Commander Aarons shook his head. “You are certain these things couldn’t have been left there by accident—just be something from the Can that was on the Bohles boy’s gloves when he took it out?”
“No. They are like nothing I have ever seen.”
“But what are they doing out there?” Dad said. “Why should organisms evolve that can be thrown clear above the atmosphere? If that bunch hadn’t been trapped in Satellite Fourteen they could have gone all the way to the south pole, riding along on the magnetic fields.”
“That may possibly be the point,” Dr. Kadin said. “Perhaps these are spores and they were migrating.”
“Migrating?” Dad said. “What for?”
“We know there are fewer storms near the poles. A point at the pole does not rotate like the rest of the planet; the atmosphere above it is relatively still. It could be that only under those conditions can life survive in the Jovian atmosphere.”
“I see,” I murmured. “They were migrating to the other livable zone of the planet—the south pole.”
“Perhaps, perhaps.” Dr. Kadin waved his hands. “This is all quite preliminary. I am only advancing speculations, you understand.”
“We can deal with theories later,” Commander Aarons said. He smacked his fist into his palm. “The point is that we’ve found life—the real McCoy! If this doesn’t make ISA sit up and take notice, nothing will.”

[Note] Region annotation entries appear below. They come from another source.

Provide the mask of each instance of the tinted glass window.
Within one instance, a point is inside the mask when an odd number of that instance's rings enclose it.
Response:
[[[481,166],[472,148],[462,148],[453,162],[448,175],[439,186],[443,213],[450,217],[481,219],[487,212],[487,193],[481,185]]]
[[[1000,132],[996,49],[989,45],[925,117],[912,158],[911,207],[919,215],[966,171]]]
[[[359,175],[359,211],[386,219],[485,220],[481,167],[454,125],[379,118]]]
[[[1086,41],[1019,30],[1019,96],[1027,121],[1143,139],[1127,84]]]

“You think we might get to stay?” I said excitedly.
“We’re back in the running, anyway. I am going to get Earthside on the line at once: this will make headlines on every continent, if I am any judge.” He plucked at his moustache, smiling to himself. “Just wait until—”
“If you don’t mind, gentlemen, before you leave I have a piece of data you might find interesting,” Dad said. He got slowly to his feet, pausing for dramatic effect. I grinned. Dad could really play to the house, when he wanted to.
“I couldn’t sleep while Matt was out making an unintentional hero of himself; neither could his mother.” I suddenly noticed bags under his eyes; he was tired. “I spent the time following up a project I’ve been meaning to get to for several weeks.”